Disagree. The
degradation of BEBs in some 1H-series of motors is well established.
It is speculation that the
cause of BEB degradation is due to a crank oiling problem. "Crank Oiling Problem" is a very broad explanation for BEB degradation.
Is
this the research paper you are referring to? That's a very interesting research paper and might be helpful to solving the BEB degradation. But I think it's important to keep in mind that the research paper:
- Is testing a generic inline 6 diesel engine with at least 7 main bearings. No specific mention of 1HZ, 1HZ-T, 1HD-T, 1HD-FT, 1HD-FTE, or any Toyota Diesel engine is made.
- Is discussing and testing the main journals of a diesel crankshaft. Not the BEBs.
- Is NOT testing for degradation of bearings due to cavitation or degradation for any other reason.
- Is testing for noise above 5kHz in the main bearings.
- The paper explains that the cause of the noise is from:
- (1) the cavitation of oil on the bearing surface; and
- (2) vibration of the main journal.
- The paper concludes that the noise can be prevented by adding grooves to the bearing surface, preventing the cavitation from reaching the edge of the bearing and causing the 5kHZ noise.
- Cavitation erosion is occurring during the tests, but the paper makes no mention for preventing cavitation/erosion on bearings of any type.
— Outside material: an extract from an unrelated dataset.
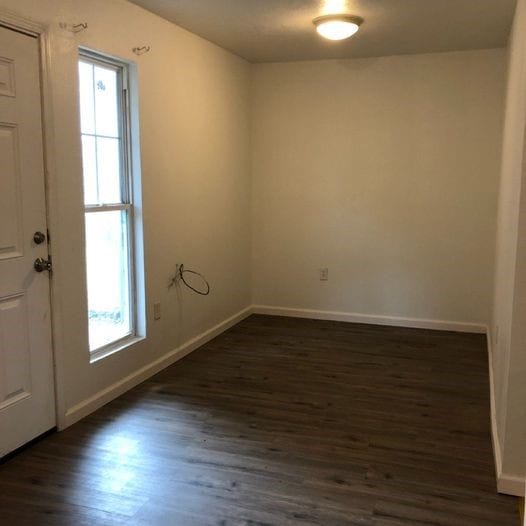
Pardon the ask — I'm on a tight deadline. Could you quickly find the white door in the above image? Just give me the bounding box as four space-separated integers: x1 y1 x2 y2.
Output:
0 27 55 457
- A Toyota engineer was on the team.
I also reviewed
this article on the 1HD-FTE. Toyota added grooves to the
main bores of the FTE to transfer grooves into the bearing surface of the main bearings, presumably to reduce noise. There is no mention of BEBs or big end conrod modifications.
True. But how do we prevent BEB degradation? Is it due to cavitation erosion? Should we increase the oil pressure? Add aftermarket BEBs with grooves or chamfers? Reduce running clearance? Run harder bearings? Switch to 1HD-FT conrods?